To pin labels of “religious extremism” is the easiest way to deal with such catastrophes, for it constructs a dichotomy of “us” versus “them”. In creating this polarised world view, “evil” becomes the exclusive domain of “nutters”, fanatics, unreal people who are as far removed from anyone like “us” as is possible. If only it were so easy. Identity, after all, is constructed in relation. Terrorists do not exist in a vacuum. And perhaps what’s most uncomfortable in the case of the Boston bombers, as was the case in the London bombings of July 2005, is the fact that the bombers had lived as citizens of the country they attacked.
I have no claim to being an expert on terrorism, and it isn’t the intention of this blog to analyze if and how society is implicated in terrorism.

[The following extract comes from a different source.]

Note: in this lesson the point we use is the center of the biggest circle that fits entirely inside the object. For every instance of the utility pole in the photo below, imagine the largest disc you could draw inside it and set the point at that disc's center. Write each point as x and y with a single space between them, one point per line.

Rather, I’m just an MA student, who has a great deal more to learn, and a modest preoccupation with the well-being of humanity. But I write the following with utter confidence: us/them discourses of blame, and violent, homogenizing attacks on other peoples’ religions and cultures will neither help to protect against the potential of future terrorist attacks, nor will they help victims of terrorism. Therefore I do not propose to answer questions of motivation, or to suggest a solution to tackling terrorism and/or religious extremism. I do propose what is, in my understanding, the best response to Boston and other atrocities.
I guess it is something of a cliché to end a blog with a quote from Martin Luther King Jr., but today I speak his humble and compassionate words for the second time, as loudly as I can: “We must meet hate with love”. Love is the only suitable response to hatred, and is the best defense for all of us.
Well said…
Charlotte, thank you for your beautiful reflection and reminder on the power of love as the only suitable response and defense. May we practice it well.
Charlotte, having spent the weeks in Boston since these bombings, I can say “amen.” Imam Suhaib Webb said at a recent event that “Our resilience as Boston, our love… has empowered us to be a model for the rest of the country.” It’s only just begun, but let’s pray/hope that we may continue to embody the spirit of your reflection.